The work was completed in 1854, by which time Henry’s second son, Edward Stafford Howard was three years old. Stafford inherited Thornbury on his father’s death in 1875. He was knighted in 1909, two years before he married his second wife, Margaret Cowell Stepney. Their marriage in September 1911 was one of Llanelli’s greatest social occasions, and within two years Sir Stafford had become the town’s first mayor. He clearly drew heavily on his long experience of local government in the Thornbury area when it came time to create all the paraphernalia necessary to transform Llanelli into a borough. Above all, Llanelli’s new mace was virtually a copy of that made for the borough of Thornbury in 1681. However, the state of Stafford Howard’s heart had long been suspect, and perhaps his remarkable work-rate to keep on top of the town’s administration during the First World War finally killed him.

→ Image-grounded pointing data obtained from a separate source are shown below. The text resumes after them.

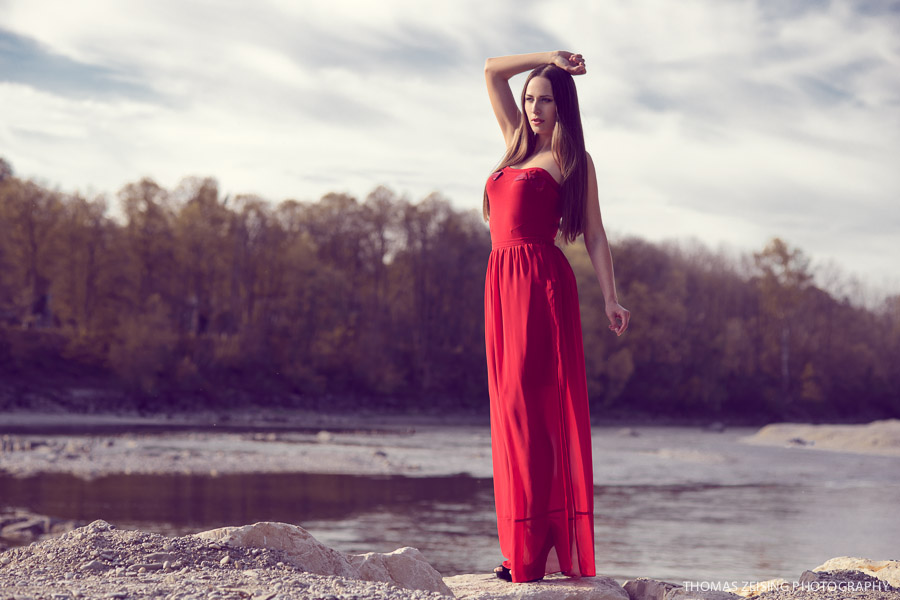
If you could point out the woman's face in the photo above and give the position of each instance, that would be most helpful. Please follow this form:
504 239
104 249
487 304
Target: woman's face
540 107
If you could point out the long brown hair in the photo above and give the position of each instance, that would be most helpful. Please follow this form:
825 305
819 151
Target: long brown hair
567 146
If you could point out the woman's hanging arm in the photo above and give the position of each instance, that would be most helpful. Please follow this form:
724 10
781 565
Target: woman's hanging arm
597 245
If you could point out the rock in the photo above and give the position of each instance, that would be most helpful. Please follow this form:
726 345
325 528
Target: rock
553 587
405 567
885 570
94 565
648 589
300 548
760 587
681 593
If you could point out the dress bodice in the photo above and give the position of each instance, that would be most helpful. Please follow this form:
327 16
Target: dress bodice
524 204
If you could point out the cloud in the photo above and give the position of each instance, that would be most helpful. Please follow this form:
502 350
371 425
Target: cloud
727 121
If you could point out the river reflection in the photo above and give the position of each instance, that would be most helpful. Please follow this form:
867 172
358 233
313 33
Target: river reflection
670 504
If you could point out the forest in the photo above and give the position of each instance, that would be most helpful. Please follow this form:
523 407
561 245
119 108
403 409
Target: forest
191 300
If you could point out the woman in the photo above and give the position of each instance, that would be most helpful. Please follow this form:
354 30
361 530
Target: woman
545 188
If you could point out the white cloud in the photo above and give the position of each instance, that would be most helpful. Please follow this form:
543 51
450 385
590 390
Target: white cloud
728 121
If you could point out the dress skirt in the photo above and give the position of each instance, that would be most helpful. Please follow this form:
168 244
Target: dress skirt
540 421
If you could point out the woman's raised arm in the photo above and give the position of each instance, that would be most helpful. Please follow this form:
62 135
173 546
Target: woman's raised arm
499 70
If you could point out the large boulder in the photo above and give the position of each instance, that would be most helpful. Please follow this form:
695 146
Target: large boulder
405 567
644 588
885 570
300 548
552 587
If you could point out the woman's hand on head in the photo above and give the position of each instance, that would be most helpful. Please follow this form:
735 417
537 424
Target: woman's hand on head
618 317
571 63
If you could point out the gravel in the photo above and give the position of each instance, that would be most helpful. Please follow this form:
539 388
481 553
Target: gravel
100 561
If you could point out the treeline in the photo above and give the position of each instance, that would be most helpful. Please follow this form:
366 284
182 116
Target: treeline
193 300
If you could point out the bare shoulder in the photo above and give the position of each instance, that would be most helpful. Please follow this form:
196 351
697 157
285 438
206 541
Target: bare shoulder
591 171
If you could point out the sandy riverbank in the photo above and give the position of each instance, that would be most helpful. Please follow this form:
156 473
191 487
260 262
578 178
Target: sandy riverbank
878 437
101 561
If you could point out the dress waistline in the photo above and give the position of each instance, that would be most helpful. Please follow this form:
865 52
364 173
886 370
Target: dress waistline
521 241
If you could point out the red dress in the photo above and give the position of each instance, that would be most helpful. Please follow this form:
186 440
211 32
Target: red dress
540 423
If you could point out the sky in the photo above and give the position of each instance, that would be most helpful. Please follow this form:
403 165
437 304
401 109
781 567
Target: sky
725 121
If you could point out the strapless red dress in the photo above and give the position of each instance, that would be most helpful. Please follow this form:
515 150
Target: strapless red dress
540 422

The grave of Sir Stafford Howard lies in the small, peaceful family burial ground in the south-west corner of the Duke of Buckingham’s outer court. The grave slab of Sir Stafford and Lady Rachel lies in the centre, marked by an austere cross. The inscriptions are faded now, and are almost illegible in certain lights; the kerbs are broken, and grass is growing between the slabs. Sir Stafford lies on the north side of the grave, his first wife Lady Rachel on the south. Below his inscription is the motto from Philippians, ‘I thank my God upon every remembrance of you’, that Meriel Howard-Stepney also placed on the memorial plaque to Sir Stafford in Llanelli parish church.